Yes that is my understanding @yordan-pavlov

In your proposed approach vectorization of key comparison could still happen, but is left to the compiler (instead of using explicit vectorization from existing comparison kernels).

I guess I was imagining that the key comparisons would be exactly as vectorized as the existing comparison kernels; Specifically, in my sketch above there is a call to eq_scalar (aka an existing comparison kernel)

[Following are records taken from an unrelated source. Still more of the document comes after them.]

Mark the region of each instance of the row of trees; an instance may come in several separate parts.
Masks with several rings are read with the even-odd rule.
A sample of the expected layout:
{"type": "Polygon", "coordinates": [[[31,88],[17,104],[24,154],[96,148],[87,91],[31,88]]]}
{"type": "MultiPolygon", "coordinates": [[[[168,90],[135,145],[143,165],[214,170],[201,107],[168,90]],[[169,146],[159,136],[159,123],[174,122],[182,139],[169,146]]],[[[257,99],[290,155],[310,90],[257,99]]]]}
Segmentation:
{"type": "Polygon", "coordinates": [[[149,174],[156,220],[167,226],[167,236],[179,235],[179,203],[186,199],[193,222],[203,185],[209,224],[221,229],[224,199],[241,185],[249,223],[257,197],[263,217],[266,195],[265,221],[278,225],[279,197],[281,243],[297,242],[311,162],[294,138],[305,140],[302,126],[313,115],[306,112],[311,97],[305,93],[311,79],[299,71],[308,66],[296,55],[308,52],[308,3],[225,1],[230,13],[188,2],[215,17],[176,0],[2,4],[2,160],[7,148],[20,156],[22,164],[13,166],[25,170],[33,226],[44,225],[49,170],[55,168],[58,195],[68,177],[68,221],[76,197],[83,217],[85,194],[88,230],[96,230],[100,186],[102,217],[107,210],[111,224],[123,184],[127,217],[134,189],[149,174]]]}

            eq_scalar(as_primitive_array::<T>(left.values()), right)

@alamb
Copy link
Contributor

alamb commented Dec 12, 2021

@matthewmturner I plan to answer your question in more detail tomorrow.

@alamb
Copy link
Contributor

alamb commented Dec 13, 2021

@alamb ive started updating to your proposed approach but now when testing i get an error that a type annotation is needed for type parameter T. Im still playing around with it but ran out of time for today. Does that mean that the scalar needs to be casted to an ArrowPrimitiveType that is then used here:

@matthewmturner -- I was able to make your branch compile using this change, but that seems quite non-ideal

diff --git a/arrow/src/compute/kernels/comparison.rs b/arrow/src/compute/kernels/comparison.rs
index f98e15d549..59d960220d 100644
--- a/arrow/src/compute/kernels/comparison.rs
+++ b/arrow/src/compute/kernels/comparison.rs
@@ -2135,7 +2135,7 @@ mod tests {
         builder.append_null().unwrap();
         builder.append(223).unwrap();
         let array = builder.finish();
-        let a_eq = eq_dict_scalar(&array, 123).unwrap();
+        let a_eq = eq_dict_scalar::<UInt8Type, UInt8Type>(&array, 123).unwrap();
         assert_eq!(
             a_eq,
             BooleanArray::from(vec![Some(true), None, Some(false)])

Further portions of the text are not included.